“Well,” said Uncle Teddy dryly, “you were so blooming sure it was a ’coon that I couldn’t contradict you very well without being impolite. ‘There’s nothing like being dead sure,’ I says to myself. And I knew you would never be satisfied until you had found out for yourself.”
The Captain, permanently abashed, retired to the rear of the line and ventured no more opinions about anything they saw, and took not the slightest interest when Hinpoha discovered a rare little moosewood maple and identified it by its beautiful green bark.
“Last lap!” shouted Pitt, consulting the map for the hundred and fortieth time. “Turn east by the twin oaks and approach the camp from the rear!
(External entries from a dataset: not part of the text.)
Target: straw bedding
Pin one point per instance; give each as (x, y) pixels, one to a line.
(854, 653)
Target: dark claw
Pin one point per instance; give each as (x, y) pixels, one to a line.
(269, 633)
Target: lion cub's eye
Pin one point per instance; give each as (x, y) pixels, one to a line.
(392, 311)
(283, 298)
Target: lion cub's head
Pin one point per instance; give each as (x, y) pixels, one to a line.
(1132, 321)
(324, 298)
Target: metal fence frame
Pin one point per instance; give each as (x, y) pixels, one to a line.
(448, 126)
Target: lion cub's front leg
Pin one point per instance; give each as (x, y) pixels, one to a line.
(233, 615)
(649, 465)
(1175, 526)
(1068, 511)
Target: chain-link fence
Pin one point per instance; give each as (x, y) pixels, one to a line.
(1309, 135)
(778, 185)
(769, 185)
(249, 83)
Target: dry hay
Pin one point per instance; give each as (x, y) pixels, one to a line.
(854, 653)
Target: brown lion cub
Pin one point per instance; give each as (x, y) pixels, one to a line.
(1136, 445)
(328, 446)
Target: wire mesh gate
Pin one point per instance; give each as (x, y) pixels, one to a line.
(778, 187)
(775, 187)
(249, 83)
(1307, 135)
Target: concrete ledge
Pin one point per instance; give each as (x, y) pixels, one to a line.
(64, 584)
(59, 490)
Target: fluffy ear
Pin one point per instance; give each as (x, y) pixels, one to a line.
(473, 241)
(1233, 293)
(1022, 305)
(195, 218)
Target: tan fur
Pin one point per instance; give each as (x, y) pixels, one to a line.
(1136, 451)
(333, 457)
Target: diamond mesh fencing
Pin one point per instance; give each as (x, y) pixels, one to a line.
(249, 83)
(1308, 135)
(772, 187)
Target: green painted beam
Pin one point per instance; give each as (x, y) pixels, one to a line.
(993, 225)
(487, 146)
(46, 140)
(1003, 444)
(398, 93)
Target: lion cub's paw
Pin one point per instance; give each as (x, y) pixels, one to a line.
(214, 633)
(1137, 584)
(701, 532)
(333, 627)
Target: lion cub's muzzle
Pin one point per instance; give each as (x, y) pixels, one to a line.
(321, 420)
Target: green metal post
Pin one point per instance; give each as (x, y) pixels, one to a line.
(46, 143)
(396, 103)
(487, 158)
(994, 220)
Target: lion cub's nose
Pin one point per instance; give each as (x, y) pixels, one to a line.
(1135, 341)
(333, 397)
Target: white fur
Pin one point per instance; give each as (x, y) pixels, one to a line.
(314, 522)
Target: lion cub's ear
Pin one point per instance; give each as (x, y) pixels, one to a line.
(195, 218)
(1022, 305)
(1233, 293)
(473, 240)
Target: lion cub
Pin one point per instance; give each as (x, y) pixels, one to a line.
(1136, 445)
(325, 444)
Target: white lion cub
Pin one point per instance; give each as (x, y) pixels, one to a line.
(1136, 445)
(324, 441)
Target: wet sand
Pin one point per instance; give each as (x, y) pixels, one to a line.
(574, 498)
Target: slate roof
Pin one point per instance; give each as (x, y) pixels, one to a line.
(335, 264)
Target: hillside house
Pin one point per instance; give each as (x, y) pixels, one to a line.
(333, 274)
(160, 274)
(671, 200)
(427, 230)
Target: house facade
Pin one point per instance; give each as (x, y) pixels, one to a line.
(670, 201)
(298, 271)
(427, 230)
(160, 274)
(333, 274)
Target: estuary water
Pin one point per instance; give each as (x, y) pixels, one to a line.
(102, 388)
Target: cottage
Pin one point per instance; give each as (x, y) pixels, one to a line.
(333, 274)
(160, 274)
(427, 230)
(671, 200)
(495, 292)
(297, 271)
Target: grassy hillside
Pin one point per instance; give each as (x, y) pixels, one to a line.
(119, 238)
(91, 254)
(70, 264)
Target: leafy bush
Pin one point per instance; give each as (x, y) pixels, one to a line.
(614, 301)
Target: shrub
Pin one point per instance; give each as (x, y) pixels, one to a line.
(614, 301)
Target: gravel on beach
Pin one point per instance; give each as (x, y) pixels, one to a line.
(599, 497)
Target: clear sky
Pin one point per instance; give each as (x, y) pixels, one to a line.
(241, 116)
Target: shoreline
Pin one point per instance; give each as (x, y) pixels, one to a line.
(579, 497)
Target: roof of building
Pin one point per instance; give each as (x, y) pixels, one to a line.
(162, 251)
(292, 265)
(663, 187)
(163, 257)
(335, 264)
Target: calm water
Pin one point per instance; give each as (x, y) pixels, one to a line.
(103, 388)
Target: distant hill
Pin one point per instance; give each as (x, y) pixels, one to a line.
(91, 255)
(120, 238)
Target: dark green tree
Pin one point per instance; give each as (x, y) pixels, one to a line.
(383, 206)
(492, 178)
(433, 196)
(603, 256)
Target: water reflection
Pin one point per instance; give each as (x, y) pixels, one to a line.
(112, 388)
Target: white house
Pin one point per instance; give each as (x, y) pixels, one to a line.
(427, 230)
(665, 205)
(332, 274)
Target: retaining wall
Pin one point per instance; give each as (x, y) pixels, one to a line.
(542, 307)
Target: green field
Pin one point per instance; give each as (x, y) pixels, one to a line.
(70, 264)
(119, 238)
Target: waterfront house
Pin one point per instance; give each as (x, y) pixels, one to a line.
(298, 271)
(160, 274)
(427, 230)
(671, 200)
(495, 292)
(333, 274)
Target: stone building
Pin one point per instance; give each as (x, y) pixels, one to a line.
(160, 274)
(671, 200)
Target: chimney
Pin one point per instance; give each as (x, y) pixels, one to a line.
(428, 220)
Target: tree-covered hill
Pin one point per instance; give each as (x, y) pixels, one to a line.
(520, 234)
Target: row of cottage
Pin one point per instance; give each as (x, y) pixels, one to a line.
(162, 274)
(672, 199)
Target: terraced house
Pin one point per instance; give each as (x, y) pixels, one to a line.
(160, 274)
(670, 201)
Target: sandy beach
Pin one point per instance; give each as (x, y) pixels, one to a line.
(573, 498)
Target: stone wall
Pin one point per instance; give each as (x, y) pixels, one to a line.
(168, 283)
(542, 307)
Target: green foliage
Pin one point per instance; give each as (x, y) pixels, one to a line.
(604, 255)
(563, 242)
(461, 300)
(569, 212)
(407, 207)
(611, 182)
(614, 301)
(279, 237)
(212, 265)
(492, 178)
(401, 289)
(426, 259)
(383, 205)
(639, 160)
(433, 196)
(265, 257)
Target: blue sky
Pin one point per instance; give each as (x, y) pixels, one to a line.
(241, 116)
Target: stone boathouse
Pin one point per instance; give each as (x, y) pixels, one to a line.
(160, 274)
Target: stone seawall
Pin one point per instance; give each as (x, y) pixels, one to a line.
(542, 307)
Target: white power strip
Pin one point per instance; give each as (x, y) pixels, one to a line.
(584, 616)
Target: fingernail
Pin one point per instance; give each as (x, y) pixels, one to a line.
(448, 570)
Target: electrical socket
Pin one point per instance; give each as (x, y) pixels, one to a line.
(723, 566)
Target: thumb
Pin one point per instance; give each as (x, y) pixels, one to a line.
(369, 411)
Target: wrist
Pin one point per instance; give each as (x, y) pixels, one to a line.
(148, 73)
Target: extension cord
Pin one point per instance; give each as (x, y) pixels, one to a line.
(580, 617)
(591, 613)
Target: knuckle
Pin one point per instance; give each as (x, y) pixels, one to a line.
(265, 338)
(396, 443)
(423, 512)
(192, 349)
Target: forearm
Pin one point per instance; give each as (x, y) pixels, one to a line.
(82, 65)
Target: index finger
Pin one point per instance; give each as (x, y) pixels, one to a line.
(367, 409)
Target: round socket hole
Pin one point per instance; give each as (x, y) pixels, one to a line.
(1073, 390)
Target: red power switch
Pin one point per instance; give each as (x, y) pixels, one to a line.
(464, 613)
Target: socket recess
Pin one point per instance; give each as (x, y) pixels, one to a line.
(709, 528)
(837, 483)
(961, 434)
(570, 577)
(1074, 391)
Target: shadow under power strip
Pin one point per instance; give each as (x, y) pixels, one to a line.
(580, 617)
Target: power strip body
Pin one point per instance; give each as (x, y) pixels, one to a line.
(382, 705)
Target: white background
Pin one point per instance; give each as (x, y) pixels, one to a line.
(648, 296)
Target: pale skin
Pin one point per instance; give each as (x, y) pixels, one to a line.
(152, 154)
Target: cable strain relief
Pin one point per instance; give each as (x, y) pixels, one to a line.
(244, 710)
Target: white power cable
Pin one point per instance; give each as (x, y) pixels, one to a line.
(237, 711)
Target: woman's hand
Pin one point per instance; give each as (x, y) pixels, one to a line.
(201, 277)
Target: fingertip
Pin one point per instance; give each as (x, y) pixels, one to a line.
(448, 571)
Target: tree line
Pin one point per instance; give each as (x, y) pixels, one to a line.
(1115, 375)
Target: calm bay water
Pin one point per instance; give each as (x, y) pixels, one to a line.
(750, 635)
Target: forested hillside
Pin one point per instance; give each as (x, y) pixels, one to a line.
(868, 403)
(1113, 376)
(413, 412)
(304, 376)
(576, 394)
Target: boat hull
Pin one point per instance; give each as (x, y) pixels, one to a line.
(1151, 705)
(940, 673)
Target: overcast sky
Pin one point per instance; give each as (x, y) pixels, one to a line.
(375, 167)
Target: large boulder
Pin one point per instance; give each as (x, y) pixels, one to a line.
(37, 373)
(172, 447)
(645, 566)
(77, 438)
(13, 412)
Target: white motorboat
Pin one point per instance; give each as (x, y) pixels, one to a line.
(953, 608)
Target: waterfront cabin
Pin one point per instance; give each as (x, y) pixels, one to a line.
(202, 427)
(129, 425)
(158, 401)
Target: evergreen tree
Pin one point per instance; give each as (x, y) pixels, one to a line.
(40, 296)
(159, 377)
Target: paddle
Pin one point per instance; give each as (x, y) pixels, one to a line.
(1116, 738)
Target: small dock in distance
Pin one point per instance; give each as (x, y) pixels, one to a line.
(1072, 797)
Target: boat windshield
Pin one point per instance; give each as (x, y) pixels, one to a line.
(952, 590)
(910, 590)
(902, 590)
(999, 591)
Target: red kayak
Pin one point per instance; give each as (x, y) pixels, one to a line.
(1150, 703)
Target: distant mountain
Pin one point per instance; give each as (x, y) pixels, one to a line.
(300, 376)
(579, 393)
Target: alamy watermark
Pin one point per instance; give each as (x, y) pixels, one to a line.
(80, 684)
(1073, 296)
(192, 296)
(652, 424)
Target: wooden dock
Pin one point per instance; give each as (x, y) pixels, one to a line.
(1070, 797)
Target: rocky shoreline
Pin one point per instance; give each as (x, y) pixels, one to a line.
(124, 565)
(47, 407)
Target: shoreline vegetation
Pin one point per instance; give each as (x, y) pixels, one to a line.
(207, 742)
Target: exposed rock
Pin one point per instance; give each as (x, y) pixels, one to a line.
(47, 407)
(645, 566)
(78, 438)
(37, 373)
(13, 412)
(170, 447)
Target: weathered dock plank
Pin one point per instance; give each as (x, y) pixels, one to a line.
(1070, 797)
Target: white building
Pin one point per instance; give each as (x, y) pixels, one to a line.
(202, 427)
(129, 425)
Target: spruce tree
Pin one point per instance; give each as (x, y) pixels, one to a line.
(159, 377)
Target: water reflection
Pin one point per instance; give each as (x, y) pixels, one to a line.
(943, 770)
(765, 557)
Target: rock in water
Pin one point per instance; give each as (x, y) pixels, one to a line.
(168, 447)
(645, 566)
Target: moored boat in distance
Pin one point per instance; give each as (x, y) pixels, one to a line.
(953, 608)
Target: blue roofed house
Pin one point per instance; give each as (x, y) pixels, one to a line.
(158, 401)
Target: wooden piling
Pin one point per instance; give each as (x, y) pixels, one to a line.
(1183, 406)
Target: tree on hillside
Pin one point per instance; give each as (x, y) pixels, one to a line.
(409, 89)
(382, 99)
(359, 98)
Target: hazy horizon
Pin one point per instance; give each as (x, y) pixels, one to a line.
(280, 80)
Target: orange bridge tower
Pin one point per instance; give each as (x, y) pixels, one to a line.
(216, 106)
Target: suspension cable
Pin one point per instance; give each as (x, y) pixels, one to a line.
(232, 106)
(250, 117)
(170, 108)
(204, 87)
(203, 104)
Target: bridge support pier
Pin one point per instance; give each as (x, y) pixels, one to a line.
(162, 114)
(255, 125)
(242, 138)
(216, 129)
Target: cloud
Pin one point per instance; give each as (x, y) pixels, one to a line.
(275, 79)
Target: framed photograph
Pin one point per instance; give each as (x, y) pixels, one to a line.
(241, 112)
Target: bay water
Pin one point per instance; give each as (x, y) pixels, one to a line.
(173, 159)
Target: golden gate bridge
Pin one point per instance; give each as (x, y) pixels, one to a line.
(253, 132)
Company, forward march!”
“There are the cabins now,” cried the Monkey, throwing his cap into the air. “Maybe I won’t sit down and hold my feet up, though!”
“Maybe you won’t jump around and get some firewood, though!” remarked Uncle Teddy. “End of the hike, messmates,” he shouted, executing a droll dance on his snowshoes and waving his long arms like windmills. “All together, now, three cheers and a tiger for the end of the hike!” And they gave them with a will.
The place where they were to spend that night and the next was an abandoned sugar camp. It had once been a fine grove of trees, but so many had been killed by the boring worms that it was no longer profitable. Two cabins remained standing and were used on and off by hunters during the season.
“Oh-h-h, ours is a real log cabin,” cried Sahwah, dancing around in ecstasy when quarters had been assigned. “It’s lots nicer than the old board shack the boys are going to have. I’ll feel just like Abraham Lincoln to-night, only so much more elegant, because Abraham Lincoln had to split his own rails, and we can sit at ease and let the boys tote our wood for us.”
“But—where are the beds?” cried Hinpoha, in perplexity, as they went inside.
“Why, those,” said Aunt Clara, pointing to some bin-like things ranged in a double tier along one wall. “Those are our bunks.”
“Bunks!” echoed the girls in rather a dismayed tone. “We didn’t think we’d have to sleep in bunks. We expected camp beds, at least.”